ABN Amro, Holland Casino, ASML and – closer to home – Saxion all use these sustainable eyecatchers: walls plastered with textile fibres. Kathrin Vulic, R&D specialist and responsible for Denimtex’s growth: “Bas’ idea was converted into a product after lab research by students from Saxion and R&D managers. The first walls were made of old jeans. We now make products from all kinds of fabrics: silk, polyester, cotton; all fibres are suitable. We work together with Het Frankenhuis (textile recycling) from Haaksbergen, so our raw materials come from nearby.”

Denimtex mixes fibres with a specially developed biodegradable adhesive. “We deliver a high-quality product”, says Kathrin. “It is fire retardant, insulating, moisture regulating and sound dampening. It is also completely circular. If you scrape the substance off the wall, you will be able to apply it to another wall or process it into pigment for paint, for example.”

Trend colours

Denimtex keeps innovating. Kathrin works on product development, among other things. She has developed other textures and trend colours, for example, as well as wallpaper made from fibres and soon even paint. “We are now working on a way to get only the dry fibres into a bucket.
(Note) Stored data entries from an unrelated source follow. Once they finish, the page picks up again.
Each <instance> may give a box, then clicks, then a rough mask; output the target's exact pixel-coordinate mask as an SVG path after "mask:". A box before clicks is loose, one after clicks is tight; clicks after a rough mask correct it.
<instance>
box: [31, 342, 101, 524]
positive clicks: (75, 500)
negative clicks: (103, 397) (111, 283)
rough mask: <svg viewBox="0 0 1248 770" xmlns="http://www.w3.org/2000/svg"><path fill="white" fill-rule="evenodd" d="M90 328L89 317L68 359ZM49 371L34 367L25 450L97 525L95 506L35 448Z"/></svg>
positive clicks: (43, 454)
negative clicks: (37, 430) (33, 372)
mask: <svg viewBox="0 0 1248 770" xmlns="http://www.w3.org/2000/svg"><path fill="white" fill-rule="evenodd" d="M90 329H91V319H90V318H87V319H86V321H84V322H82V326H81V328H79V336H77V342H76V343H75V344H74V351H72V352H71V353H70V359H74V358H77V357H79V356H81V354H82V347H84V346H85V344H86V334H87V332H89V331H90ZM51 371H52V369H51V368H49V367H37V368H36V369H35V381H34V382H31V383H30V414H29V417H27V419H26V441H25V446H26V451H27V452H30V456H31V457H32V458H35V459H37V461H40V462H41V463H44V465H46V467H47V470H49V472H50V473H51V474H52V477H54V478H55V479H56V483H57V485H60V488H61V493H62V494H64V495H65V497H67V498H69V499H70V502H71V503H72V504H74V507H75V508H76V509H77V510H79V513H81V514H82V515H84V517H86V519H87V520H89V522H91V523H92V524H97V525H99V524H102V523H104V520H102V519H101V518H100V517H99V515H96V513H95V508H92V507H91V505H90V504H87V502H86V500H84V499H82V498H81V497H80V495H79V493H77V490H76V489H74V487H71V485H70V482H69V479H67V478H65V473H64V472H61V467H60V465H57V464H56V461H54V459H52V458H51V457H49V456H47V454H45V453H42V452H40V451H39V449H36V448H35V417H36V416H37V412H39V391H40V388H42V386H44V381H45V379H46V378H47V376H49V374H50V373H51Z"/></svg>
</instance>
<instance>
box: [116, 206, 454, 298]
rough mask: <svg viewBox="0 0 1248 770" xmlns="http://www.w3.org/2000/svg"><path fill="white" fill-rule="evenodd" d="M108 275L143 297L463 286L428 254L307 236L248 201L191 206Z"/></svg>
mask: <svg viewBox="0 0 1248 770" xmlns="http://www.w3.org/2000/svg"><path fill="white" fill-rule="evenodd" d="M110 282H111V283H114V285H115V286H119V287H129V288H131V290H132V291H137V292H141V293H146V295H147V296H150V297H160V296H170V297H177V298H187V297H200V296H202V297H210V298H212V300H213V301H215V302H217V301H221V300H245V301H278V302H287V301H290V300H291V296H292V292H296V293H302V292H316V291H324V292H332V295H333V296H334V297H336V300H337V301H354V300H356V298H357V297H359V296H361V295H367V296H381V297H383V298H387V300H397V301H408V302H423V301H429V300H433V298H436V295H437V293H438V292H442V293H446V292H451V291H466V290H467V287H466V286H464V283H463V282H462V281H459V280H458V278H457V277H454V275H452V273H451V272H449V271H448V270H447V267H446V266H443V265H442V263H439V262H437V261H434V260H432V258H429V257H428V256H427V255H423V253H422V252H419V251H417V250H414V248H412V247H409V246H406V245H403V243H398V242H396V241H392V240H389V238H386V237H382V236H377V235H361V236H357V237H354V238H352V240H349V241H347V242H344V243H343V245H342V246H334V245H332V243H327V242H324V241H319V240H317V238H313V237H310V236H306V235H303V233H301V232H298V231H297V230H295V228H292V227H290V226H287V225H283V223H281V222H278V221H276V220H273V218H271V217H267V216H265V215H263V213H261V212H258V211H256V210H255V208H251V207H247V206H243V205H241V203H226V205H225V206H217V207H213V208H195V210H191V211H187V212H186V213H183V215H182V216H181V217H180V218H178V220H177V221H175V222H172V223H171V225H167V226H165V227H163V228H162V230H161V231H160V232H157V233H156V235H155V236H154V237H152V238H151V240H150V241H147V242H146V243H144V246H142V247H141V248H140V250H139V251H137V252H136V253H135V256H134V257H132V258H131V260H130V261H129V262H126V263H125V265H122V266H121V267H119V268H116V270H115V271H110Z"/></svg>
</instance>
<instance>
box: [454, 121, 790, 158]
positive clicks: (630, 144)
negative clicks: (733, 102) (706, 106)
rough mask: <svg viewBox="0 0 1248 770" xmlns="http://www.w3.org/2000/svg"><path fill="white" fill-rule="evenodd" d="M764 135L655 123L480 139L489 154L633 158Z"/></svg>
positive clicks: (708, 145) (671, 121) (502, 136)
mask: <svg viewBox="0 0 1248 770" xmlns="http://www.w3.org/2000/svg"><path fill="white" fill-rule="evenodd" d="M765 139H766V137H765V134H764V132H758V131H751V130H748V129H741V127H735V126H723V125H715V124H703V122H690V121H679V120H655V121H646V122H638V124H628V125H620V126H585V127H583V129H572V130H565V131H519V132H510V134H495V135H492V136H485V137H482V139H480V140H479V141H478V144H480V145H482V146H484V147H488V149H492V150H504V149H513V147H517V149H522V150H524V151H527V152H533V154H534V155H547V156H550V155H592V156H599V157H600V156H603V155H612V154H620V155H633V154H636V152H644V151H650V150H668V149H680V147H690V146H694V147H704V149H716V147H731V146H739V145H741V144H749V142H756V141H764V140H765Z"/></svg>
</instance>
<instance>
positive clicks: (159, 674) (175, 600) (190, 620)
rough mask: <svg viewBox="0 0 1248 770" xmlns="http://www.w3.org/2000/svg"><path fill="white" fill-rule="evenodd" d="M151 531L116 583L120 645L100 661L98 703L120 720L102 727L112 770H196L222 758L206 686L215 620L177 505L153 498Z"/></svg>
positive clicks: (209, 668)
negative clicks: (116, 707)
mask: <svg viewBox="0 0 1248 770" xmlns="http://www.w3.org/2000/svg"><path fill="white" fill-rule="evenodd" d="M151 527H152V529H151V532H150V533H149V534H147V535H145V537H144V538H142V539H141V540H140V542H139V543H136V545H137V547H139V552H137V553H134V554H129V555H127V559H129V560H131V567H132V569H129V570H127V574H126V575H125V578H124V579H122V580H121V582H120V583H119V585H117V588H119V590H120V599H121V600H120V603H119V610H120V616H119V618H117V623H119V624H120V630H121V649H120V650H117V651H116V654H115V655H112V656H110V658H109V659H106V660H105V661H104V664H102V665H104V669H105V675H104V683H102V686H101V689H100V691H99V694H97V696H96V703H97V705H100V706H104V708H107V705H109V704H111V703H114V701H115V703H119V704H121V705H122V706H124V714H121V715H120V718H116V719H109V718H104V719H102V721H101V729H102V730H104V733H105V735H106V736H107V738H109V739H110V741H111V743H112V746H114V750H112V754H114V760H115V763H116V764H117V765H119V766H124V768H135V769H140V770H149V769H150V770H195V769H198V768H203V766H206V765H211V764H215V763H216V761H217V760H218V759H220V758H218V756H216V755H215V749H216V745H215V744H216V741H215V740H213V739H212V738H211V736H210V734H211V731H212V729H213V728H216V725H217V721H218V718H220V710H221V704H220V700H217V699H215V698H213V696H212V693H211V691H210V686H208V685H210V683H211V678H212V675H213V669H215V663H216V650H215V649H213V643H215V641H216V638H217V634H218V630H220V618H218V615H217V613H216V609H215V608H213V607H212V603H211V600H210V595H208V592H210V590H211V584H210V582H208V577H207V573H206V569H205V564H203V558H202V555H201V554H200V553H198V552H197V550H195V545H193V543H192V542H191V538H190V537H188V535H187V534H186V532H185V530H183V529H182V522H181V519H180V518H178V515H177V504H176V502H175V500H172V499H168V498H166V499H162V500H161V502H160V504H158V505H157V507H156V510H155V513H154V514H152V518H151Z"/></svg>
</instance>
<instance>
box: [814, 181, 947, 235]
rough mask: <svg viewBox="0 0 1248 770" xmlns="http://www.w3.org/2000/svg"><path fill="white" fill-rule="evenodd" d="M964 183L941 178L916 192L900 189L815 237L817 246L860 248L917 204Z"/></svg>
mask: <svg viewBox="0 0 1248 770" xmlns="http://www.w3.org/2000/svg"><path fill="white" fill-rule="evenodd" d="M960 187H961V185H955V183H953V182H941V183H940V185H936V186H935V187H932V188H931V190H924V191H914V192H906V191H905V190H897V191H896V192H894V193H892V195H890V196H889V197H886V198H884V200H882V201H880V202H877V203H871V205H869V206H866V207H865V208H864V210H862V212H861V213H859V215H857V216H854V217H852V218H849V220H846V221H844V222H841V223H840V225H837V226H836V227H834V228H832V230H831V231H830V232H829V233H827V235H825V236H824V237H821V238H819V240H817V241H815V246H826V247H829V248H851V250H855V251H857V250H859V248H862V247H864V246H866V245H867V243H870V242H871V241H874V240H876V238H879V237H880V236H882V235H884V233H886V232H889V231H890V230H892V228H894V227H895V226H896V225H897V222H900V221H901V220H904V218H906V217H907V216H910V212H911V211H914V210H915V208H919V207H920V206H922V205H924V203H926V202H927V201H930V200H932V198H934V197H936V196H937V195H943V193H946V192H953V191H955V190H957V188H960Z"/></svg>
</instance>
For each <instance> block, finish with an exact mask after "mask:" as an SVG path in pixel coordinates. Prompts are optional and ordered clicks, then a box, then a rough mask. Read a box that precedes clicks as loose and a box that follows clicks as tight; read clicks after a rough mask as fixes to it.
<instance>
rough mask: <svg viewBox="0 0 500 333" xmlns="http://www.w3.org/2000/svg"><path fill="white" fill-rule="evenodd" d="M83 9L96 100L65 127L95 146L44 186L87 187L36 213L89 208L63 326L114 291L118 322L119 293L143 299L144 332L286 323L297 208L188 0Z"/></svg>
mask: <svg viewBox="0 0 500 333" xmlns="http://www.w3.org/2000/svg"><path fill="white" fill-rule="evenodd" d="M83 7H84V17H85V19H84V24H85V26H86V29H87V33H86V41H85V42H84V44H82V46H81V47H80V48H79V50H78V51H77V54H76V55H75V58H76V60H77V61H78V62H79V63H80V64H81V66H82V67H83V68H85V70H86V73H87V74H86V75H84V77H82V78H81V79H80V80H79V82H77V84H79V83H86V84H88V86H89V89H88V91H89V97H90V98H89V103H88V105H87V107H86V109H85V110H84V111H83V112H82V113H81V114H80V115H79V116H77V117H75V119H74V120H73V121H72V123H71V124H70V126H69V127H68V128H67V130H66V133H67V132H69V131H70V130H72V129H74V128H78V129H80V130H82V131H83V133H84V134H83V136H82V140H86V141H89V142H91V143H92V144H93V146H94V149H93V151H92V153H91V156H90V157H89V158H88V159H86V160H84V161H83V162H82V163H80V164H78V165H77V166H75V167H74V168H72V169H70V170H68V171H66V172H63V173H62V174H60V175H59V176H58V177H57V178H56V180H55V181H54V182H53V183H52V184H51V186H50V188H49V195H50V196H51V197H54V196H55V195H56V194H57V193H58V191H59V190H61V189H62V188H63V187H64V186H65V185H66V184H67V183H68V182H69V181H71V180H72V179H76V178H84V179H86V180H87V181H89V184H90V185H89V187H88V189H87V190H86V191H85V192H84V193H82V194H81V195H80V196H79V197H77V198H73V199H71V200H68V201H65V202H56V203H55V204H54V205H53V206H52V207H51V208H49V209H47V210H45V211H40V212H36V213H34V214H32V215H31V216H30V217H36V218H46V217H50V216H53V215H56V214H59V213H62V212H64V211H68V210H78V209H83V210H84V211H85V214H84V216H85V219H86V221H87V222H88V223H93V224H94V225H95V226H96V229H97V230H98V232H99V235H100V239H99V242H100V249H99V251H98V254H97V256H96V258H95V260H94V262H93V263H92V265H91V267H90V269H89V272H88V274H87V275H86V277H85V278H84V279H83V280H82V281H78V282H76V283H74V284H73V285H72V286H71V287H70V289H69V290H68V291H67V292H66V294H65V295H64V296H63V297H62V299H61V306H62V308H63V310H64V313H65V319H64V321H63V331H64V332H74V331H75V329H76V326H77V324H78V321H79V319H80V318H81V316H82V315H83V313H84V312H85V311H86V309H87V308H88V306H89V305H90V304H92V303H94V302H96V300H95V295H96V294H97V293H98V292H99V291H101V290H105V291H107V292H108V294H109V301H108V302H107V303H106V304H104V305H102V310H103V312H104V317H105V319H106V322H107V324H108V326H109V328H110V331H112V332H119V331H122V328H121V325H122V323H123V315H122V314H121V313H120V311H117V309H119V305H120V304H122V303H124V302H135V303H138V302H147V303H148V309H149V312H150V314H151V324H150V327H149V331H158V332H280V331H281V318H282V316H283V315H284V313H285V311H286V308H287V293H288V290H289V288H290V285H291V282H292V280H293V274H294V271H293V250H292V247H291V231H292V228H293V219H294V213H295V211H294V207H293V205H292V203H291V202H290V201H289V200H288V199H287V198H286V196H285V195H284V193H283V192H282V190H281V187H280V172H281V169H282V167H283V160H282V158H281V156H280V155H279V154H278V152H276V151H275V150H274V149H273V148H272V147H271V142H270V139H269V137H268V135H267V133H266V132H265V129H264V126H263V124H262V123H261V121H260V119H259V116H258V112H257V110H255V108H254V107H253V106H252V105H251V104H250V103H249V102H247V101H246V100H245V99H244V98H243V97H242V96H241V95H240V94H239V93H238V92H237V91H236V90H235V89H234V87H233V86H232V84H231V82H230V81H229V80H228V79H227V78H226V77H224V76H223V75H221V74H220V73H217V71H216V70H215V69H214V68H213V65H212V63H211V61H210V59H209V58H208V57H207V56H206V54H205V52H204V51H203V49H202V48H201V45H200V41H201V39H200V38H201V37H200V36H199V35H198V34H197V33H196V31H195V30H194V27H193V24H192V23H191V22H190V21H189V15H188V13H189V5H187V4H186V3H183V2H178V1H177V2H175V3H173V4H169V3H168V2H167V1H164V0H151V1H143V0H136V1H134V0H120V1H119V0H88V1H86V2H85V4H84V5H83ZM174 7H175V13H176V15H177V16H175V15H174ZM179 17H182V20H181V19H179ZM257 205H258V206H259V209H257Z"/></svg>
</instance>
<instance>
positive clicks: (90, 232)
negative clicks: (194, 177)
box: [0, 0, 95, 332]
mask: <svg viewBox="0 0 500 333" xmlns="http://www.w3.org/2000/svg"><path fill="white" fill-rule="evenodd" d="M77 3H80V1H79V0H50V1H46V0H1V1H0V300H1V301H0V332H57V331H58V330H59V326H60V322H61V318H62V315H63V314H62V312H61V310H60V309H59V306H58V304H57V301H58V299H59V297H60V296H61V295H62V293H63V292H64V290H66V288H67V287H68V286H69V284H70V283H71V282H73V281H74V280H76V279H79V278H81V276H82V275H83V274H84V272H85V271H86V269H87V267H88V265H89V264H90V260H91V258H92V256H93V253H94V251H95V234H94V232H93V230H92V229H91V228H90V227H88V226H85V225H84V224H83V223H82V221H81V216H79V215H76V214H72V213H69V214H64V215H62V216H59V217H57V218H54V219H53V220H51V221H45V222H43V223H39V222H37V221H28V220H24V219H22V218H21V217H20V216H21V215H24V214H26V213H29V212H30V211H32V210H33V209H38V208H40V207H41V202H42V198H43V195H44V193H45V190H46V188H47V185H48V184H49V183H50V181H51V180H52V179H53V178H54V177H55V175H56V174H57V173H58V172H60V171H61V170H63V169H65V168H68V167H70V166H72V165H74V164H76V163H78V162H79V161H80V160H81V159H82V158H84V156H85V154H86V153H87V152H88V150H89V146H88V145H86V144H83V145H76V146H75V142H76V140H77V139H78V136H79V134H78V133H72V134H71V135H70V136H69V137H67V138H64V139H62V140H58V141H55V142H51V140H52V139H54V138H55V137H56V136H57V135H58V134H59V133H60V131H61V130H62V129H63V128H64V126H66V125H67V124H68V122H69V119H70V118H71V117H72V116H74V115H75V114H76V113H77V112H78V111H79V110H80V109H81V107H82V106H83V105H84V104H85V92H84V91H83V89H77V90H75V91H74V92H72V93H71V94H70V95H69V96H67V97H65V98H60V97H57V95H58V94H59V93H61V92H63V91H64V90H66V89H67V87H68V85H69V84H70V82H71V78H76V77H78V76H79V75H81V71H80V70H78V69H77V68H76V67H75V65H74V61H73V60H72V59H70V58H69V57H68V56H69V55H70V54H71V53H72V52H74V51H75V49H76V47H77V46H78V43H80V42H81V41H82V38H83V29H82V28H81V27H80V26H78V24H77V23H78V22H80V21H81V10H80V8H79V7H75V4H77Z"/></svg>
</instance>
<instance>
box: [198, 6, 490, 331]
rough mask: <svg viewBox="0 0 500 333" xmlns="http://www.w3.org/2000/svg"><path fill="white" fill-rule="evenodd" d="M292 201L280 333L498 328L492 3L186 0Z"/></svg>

The user only has to add water then. This makes a huge difference in kilos and therefore in transport costs.  A bucket of material (wet plaster) now weighs about 13 kilos, which can be reduced considerably.”

The company from Enschede is still only active in the B2B market. “But it would be great if people can buy our products at Ikea in a few years, to make their homes more beautiful in a sustainable way.” Kathrin is responsible for the financial growth at Denimtex, as well as the growth of the team. She manages the craftsmen and meets architects throughout the country to further put the product on the map.

Tommy Jeans

The team is busy enough for now, however. Four people travel the country to put plaster on walls at other companies. Companies from Dubai and London are interested as well, and branches of Tommy Jeans worldwide have been decorated with textile fibre wallpaper developed by Denimtex. “Sustainability is gaining more and more attention worldwide, and entrepreneurs need to contribute. Our products are very suitable for this. It’s great to be working on this every day”, says Kathrin.

Social contribution

It takes an hour and a half to produce enough textile plaster to cover one square metre. “The fibres must be picked out and mixed. We are still doing this ourselves, but we are in the process of entering into a partnership with a local organisation that guides people with poor job prospects. This means we will not only contribute to a circular economy but to society as well. We will continue to develop, although our customers are already very satisfied. Not only because of the appearance and circular aspect but also because of the acoustics; this improves significantly after one or more walls are decorated. Our textile plaster brings us a lot closer to the one hundred per cent circular economy that we want to achieve by 2050.”